Das einäugige, grüne Monster Mike Glotzkowski ist ein seit Kindestagen ein Außenseiter. Ein Schulausflug in die Monster AG zeigt ihm allerdings eine Lebensrichtung: Er möchte Schrecker werden, sich also in Zimmer von menschlichen Kindern schleichen, diese erschrecken und somit Energie für das Kraftwerk erzeugen. Mike schreibt sich somit in die Monster Uni ein, um Schreckologie zu studieren. Jedoch ist sein kleinwüchsiges Dasein eher Anlass für Lacher.
Während der Prüfung gerät Mike mit dem populären aber faulen James Sullivan aneinander. Beide werden wegen Verärgerung der Leitung aus dem Studium ausgeschlossen. Mike will sich seinen Traum aber nicht nehmen lassen. Ein Wettkampf gibt Anlass zur Rückkehr an die Uni. Mike und Sullivan legen also ihre persönlichen Differenzen beiseite und rekrutieren ein Team.
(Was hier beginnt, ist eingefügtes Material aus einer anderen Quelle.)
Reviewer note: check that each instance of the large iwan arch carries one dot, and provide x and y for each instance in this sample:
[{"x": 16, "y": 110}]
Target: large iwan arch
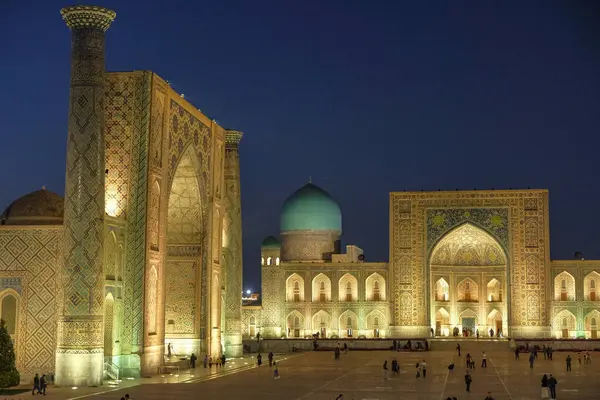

Die Fortsetzungen von abendfüllenden Animationsfilmen von Pixar konnten bislang überzeugen. Die Qualität der letzten Filme war allerdings erkennbar geringer als gewohnt. Spätestens mit "Die Monster Uni", der Vorgeschichte zu "Die Monster AG", fehlt es der Animationsschmiede nun an erzählerischen Kniffen.

Die Handlung erweist sich als überaus formelhaft. Zwei grundverschiedene Figuren prallen aufeinander, erleiden einen Tiefpunkt und raufen sich für ein gemeinsames Ziel zusammen. Einzig daurauf konzentriert sich die Geschichte, die zumindest zum Schluss noch einen sinnvollen Wendepunkt verabreicht bekommt. Nebenhandlungen bieten sich zwar durch zahlreiche Figuren an, werden allerdings nicht aufgegriffen.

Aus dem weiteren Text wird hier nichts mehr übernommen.